Bônus de R$ 872,1 milhões de Itaipu nas contas de luz de 83,8 milhões de consumidores deve levar o IPCA a terreno negativo em agosto
Após quatro meses consecutivos de desaceleração dos preços, as expectativas do mercado financeiro apontam para uma deflação no IPCA de agosto, índice que o IBGE divulga nesta sexta-feira. A principal justificativa apresentada por analistas é o impacto do bônus de R$ 872,1 milhões que abateu as contas de luz de 83,8 milhões de consumidores no mês passado, resultado do repasse do saldo positivo da hidrelétrica de Itaipu.

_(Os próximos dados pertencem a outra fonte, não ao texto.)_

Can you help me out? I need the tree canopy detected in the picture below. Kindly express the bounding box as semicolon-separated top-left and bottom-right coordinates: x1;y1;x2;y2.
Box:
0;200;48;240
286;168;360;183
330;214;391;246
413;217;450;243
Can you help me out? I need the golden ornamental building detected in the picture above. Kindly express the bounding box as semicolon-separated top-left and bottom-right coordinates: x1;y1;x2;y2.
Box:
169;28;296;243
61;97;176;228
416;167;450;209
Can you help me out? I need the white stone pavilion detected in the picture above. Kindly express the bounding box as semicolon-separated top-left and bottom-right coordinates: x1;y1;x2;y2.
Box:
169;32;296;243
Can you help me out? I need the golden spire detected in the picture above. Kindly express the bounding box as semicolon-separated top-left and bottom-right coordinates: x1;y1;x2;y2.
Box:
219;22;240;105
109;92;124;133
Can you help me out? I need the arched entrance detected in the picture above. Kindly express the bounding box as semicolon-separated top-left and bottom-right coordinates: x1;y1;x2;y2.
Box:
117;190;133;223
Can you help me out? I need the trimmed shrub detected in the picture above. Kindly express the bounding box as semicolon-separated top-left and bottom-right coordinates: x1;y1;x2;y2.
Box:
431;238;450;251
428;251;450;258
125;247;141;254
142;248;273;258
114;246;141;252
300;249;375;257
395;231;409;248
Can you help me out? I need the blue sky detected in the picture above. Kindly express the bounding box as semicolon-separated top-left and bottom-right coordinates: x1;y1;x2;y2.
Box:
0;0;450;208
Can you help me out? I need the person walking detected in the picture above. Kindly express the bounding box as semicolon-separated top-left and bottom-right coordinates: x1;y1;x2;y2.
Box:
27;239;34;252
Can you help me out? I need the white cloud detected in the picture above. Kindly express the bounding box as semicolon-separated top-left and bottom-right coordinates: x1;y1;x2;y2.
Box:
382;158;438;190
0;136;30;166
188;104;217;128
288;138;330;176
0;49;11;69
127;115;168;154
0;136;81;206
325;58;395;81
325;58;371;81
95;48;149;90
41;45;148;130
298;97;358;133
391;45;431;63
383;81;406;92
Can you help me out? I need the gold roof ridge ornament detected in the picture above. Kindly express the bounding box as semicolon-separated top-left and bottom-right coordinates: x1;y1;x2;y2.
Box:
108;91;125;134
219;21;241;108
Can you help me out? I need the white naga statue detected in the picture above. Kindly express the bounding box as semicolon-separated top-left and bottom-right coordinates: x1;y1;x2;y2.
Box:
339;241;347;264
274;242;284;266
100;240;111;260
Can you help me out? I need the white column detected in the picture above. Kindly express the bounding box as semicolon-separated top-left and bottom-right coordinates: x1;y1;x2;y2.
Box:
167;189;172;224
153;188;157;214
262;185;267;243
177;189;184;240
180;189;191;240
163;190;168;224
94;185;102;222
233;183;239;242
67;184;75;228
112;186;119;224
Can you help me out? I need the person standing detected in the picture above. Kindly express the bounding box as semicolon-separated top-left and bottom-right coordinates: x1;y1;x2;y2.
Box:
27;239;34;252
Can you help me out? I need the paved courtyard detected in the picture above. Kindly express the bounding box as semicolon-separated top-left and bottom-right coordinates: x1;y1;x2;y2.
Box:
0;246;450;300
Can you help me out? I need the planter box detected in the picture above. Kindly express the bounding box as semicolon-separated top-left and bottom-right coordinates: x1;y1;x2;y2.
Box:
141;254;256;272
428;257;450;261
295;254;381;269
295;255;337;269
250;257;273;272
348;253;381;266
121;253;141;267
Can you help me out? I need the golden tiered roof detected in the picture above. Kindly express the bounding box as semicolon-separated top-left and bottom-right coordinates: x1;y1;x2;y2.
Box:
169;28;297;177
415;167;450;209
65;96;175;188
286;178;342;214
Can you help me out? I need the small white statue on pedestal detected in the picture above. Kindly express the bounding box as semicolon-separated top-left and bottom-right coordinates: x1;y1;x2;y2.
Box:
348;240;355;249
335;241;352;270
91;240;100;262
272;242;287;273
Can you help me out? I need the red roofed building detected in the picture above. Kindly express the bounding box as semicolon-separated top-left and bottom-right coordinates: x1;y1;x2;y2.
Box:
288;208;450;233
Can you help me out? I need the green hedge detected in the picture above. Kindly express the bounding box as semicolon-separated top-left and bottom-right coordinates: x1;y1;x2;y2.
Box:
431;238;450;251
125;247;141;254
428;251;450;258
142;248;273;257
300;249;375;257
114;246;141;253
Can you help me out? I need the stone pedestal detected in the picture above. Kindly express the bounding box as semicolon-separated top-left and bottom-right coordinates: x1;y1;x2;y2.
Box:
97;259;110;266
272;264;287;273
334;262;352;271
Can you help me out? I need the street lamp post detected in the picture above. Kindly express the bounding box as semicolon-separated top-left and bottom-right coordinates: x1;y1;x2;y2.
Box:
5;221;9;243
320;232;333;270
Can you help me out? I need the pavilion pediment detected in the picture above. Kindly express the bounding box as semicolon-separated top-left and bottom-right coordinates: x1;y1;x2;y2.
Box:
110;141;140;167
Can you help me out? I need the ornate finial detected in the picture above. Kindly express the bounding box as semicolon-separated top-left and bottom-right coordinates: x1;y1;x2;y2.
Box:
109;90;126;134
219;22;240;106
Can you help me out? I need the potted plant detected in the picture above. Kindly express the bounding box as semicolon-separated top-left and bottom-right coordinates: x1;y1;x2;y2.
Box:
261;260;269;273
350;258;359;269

O desconto foi aplicado diretamente nas contas de clientes residenciais ou rurais com consumo inferior a 350 kWh em ao menos um mês de 2025.
O valor médio estimado do bônus alcançou R$ 10,41 por conta, segundo a Aneel (Agência Nacional de Energia Elétrica), que afirma que o repasse considera o consumo de 116 kWh. No limite, uma unidade consumidora com registro de 349,99 kWh em todos os 12 meses de 2025 receberá R$ 31,38. Os analistas projetam que o IPCA de agosto será negativo em 0,23%. Se confirmada a expectativa, será a primeira variação negativa do índice desde agosto do ano passado (-0,11%), quando ocorreu a última distribuição da Reserva Técnica Financeira de Itaipu.
O valor aprovado pela Aneel equivale a R$ 0,00747181/kWh e deve ser aplicado pelas concessionárias e permissionárias de distribuição de energia elétrica conectadas ao SIN (Sistema Interligado Nacional). O bônus também vai amenizar o custo adicional da bandeira amarela, vigente desde maio. A cobrança extra estabelecida pela Aneel eleva o valor das contas de luz em R$ 1,885 a cada 100 kWh consumidos. A reguladora afirma que a escassez hídrica exigiu o acionamento das usinas termelétricas, que geram energia com custo maior do que o das hidrelétricas. "Se houve seca demais, o acionamento das térmicas elevaria ainda mais as contas de luz", diz Roberto Troster, coordenador do Cefeb (Centro de Estudos do Financiamento das Empresas Brasileiras), da Fipe.
Economistas alertam, no entanto, que o efeito positivo sobre o bolso das famílias será temporário. Para setembro, haverá a recomposição dos preços da energia elétrica, além da expectativa de outros fenômenos com potencial inflacionário. "Nossa expectativa atual é de deflação de 0,17% para o IPCA de agosto em função desse efeito [bônus de Itaipu]. Dado que é um efeito temporário, o IPCA de setembro reflete o fim dos descontos", afirma Julio Barros, economista do Daycoval. A prévia da inflação de agosto já havia indicado queda de 0,4% nos preços. Com as contas de luz 6,25% mais baratas, o IPCA-15 registrou a menor variação para o mês desde 2022 (-0,73%). A redução de 0,57% nos alimentos, puxada pelas quedas do tomate (-27,38%), da batata-inglesa (-25,14%), da cenoura (-17,05%) e do café moído (-2,31%), também contribuiu para o resultado. O cenário aponta, portanto, para uma deflação pontual no IPCA de agosto, sustentada principalmente pelo bônus de Itaipu nas contas de energia elétrica. A tendência, porém, deve se reverter já em setembro, com o fim dos descontos e a recomposição tarifária prevista para o período.